CHS: Small: Learning to Automatically Design Interior Spaces
Brown University, Providence RI
Investigators
Abstract
People spend a large part of their lives indoors, in bedrooms, living rooms, offices, kitchens, etc. The demand for virtual versions of these spaces has never been higher; robotics, computer vision, architecture, interior design, virtual and augmented reality -- all of these fields need to create high-fidelity digital instances of real-world indoor scenes. To meet this need, this project will develop new generative models of indoor scenes that can rapidly synthesize novel environments. To achieve this goal, a scene synthesis system should be data driven, be able to quickly generate a variety of plausible and visually appealing results, and be user-controllable. While prior work has addressed indoor scene synthesis, no existing approach satisfies all of these requirements. Not only will this project achieve that goal, it also includes efforts to use the new software system for training robots to navigate. Broader impact of project outcomes will be enhanced through industrial technology transfer in collaboration with two furniture and interior design companies. The research will create freely available online demos, and will engage and mentor female students as research assistants. The first component of the envisaged system will be a new scene generative model based on deep convolutional neural networks that unifies a detailed, image-based representation of scenes based on floor plans with a discrete, symbolic representation of scenes based on object relationship graphs, thereby gaining the benefits of both to generate a variety of plausible scenes. Convolutions on both graphs and images will be employed to make synthesis decisions based on the relevant spatial context in the scene; the resulting model will be fast, controllable, and fully data driven.
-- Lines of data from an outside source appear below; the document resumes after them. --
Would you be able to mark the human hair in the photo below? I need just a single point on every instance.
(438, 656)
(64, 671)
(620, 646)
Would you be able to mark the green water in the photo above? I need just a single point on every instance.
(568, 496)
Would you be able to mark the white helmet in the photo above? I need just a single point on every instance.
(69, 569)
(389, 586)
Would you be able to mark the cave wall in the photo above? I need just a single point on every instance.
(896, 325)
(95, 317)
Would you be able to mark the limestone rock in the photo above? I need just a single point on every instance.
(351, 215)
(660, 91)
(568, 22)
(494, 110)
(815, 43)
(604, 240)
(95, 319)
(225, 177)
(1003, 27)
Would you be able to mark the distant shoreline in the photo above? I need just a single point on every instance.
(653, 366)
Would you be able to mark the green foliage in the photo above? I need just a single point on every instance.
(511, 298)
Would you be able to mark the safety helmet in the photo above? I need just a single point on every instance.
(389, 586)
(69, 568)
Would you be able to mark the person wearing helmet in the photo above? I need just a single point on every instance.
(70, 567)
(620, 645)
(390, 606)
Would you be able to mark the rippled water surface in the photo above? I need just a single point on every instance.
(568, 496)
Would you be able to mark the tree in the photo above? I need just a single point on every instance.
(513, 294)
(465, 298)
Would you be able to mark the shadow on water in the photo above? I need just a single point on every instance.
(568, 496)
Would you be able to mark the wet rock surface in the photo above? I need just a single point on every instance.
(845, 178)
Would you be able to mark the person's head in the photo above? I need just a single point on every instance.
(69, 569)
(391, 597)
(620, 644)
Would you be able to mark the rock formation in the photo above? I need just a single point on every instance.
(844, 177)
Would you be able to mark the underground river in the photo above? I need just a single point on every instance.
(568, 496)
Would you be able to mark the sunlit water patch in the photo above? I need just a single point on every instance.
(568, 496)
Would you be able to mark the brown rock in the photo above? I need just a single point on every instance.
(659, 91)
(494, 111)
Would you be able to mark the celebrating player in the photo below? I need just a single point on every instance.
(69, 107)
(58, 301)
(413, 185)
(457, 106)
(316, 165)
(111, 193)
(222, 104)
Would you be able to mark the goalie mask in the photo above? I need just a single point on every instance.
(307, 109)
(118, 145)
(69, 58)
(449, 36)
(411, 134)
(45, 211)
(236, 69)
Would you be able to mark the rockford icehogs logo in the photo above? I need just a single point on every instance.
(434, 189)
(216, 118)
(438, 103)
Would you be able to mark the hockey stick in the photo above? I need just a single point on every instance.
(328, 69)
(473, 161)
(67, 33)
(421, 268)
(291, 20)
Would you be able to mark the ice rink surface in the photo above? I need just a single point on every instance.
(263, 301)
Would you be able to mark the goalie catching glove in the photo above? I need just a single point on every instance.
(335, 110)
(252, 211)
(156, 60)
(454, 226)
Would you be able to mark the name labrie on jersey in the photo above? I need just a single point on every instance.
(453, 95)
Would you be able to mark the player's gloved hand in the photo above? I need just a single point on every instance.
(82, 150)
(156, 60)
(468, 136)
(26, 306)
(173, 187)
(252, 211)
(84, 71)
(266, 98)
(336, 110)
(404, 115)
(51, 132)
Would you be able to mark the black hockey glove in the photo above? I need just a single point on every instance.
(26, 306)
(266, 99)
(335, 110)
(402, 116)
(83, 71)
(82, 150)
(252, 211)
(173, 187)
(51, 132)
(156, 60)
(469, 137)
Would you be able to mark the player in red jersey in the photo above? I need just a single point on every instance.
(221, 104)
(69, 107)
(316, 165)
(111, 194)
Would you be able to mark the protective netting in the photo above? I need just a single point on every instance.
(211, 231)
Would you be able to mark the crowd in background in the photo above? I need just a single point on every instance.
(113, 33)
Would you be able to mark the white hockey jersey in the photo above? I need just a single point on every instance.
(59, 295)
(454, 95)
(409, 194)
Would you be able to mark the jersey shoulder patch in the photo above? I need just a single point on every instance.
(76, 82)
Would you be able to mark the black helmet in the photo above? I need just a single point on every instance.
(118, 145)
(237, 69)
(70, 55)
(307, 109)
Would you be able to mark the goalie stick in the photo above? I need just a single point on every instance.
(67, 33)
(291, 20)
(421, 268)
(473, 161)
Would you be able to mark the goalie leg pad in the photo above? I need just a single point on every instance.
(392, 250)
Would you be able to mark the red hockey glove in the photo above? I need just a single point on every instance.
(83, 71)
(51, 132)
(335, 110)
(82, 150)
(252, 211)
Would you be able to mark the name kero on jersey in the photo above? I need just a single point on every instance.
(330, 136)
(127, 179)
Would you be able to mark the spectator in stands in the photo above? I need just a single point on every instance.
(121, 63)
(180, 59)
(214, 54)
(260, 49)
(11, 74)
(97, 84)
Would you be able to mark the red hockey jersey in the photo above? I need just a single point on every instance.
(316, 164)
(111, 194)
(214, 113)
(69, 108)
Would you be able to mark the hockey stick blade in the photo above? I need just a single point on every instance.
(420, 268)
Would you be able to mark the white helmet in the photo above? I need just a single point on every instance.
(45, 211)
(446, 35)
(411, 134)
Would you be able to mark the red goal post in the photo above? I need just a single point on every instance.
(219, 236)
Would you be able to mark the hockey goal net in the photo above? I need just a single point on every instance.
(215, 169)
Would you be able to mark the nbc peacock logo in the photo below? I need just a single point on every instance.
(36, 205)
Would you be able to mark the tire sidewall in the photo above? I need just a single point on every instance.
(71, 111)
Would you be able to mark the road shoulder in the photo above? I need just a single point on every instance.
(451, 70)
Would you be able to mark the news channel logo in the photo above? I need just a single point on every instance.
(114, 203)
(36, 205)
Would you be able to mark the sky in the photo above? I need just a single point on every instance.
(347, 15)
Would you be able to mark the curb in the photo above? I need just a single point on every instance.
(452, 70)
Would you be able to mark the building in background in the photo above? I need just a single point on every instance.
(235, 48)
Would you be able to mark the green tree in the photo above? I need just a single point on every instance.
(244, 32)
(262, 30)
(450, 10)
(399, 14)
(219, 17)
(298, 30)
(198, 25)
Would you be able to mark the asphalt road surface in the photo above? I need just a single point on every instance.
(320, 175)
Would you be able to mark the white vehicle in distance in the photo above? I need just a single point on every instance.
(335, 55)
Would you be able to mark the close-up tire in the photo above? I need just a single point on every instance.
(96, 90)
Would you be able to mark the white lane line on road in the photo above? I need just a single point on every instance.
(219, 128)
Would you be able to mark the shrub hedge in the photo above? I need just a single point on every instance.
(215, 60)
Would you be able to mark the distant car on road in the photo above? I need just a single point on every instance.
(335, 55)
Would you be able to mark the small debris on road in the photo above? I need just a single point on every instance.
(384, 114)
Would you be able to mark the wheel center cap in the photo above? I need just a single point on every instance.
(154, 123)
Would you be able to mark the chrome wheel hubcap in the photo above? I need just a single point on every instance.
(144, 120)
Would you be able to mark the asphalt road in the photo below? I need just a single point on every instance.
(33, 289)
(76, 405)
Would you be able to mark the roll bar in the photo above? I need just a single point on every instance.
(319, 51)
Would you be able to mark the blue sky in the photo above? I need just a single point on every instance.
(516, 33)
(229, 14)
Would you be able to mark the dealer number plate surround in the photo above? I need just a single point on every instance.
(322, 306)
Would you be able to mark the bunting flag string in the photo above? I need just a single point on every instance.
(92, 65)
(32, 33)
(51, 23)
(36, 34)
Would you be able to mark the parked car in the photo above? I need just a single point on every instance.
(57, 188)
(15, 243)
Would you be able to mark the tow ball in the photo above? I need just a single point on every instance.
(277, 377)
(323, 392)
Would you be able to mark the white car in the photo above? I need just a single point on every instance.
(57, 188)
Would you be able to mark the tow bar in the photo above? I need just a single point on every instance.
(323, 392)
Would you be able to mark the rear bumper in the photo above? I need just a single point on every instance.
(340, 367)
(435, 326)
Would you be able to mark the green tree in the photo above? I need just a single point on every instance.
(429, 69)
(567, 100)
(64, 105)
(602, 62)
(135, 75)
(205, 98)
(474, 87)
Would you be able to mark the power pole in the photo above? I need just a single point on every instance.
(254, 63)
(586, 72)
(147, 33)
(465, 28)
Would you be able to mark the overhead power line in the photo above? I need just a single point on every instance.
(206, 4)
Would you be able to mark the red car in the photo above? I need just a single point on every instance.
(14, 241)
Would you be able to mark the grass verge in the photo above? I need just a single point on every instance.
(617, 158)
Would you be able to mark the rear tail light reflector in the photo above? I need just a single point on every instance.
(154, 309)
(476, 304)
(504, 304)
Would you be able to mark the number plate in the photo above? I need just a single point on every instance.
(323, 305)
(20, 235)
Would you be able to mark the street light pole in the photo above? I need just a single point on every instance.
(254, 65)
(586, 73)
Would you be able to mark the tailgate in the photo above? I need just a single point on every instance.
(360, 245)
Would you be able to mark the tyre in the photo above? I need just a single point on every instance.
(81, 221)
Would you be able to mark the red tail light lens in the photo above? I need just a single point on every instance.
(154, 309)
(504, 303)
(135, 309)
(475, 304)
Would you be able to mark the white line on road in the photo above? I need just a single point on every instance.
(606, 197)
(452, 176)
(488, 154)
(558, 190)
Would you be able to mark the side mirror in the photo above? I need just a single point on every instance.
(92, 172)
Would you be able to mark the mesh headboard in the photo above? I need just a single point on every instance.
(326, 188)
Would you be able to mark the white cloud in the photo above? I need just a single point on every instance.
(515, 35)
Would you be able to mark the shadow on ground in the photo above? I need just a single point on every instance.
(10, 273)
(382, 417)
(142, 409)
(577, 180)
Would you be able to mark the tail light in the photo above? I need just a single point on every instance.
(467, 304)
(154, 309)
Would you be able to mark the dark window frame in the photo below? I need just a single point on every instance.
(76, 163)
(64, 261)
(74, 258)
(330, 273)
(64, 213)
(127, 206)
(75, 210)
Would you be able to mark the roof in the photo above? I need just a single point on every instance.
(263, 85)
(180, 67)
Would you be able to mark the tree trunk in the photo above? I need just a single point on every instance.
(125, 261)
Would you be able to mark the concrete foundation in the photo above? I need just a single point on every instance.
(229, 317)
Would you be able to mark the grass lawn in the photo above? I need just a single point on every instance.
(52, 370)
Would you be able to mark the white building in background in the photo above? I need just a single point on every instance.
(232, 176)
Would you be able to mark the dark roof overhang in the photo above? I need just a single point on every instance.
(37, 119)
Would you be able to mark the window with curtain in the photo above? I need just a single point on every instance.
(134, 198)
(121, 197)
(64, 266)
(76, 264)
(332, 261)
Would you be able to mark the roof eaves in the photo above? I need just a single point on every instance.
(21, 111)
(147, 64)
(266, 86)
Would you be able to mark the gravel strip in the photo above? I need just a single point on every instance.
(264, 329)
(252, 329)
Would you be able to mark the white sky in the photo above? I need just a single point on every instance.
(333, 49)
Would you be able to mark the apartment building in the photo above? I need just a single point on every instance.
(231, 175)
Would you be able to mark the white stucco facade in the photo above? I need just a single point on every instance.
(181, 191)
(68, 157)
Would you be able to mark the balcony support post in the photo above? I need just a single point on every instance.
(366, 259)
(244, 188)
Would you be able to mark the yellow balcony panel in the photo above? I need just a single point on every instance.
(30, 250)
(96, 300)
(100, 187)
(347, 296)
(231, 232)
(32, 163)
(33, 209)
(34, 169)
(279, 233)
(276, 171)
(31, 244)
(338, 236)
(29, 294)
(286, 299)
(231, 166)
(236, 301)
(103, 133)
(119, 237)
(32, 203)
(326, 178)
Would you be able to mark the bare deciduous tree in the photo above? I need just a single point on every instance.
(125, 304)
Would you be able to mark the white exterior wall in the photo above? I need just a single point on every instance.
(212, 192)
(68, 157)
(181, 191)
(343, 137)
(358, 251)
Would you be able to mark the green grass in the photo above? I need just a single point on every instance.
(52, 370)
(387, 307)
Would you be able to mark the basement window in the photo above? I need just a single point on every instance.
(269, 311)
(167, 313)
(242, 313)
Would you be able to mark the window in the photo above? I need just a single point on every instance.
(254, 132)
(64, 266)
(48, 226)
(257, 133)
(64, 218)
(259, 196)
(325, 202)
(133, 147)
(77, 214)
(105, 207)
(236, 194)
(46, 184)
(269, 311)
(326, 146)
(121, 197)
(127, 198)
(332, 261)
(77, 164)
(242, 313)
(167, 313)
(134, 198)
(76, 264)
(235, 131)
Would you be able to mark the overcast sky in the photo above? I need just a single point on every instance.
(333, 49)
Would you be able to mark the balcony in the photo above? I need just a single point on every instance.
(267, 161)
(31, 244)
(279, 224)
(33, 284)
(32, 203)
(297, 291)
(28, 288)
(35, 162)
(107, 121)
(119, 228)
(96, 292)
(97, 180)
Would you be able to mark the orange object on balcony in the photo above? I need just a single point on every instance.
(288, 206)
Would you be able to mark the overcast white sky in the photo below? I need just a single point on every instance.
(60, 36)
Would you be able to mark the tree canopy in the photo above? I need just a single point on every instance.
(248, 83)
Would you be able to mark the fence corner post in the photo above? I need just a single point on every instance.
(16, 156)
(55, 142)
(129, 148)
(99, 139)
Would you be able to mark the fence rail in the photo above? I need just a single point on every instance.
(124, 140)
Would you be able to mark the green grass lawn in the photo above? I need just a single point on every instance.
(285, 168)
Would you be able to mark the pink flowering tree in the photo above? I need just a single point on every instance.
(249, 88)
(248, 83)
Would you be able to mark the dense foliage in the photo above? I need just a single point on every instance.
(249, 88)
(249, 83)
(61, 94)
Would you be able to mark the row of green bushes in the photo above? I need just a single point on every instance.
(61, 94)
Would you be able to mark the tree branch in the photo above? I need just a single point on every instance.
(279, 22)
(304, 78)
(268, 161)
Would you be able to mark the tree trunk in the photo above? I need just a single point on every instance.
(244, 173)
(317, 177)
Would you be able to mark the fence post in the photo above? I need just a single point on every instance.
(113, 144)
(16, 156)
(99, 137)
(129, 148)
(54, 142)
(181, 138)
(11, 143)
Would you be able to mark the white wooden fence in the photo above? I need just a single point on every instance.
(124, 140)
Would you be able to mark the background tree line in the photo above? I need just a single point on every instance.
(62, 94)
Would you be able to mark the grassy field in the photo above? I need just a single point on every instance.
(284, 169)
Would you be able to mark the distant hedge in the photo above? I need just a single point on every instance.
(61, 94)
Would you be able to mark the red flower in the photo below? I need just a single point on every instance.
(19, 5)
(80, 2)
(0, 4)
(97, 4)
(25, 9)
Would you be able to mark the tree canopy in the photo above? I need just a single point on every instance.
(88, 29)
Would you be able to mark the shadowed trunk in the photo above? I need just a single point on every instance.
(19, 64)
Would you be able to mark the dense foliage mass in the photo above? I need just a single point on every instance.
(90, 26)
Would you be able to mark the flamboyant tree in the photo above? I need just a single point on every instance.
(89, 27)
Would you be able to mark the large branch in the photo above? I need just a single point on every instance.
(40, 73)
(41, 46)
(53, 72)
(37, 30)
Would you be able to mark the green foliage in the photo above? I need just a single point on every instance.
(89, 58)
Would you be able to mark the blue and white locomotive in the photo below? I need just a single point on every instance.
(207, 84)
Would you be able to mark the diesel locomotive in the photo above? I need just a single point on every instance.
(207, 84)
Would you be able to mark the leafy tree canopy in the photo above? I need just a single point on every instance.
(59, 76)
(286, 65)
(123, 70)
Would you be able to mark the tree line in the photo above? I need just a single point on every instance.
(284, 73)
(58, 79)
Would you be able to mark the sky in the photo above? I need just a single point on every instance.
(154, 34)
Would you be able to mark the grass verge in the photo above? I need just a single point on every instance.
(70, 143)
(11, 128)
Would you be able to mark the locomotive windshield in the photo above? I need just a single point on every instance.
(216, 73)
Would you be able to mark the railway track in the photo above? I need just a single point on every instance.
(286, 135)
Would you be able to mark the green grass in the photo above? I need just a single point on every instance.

The system's second component will be a model of the visual compatibility of scene objects, which is necessary for generating visually appealing scenes. This model will exploit a convolutional network to analyze rendered views of the scene, capturing the visual appearance of the scene and objects in it; the network will be trained on a new dataset of professionally designed interior scenes. This award reflects NSF's statutory mission and has been deemed worthy of support through evaluation using the Foundation's intellectual merit and broader impacts review criteria.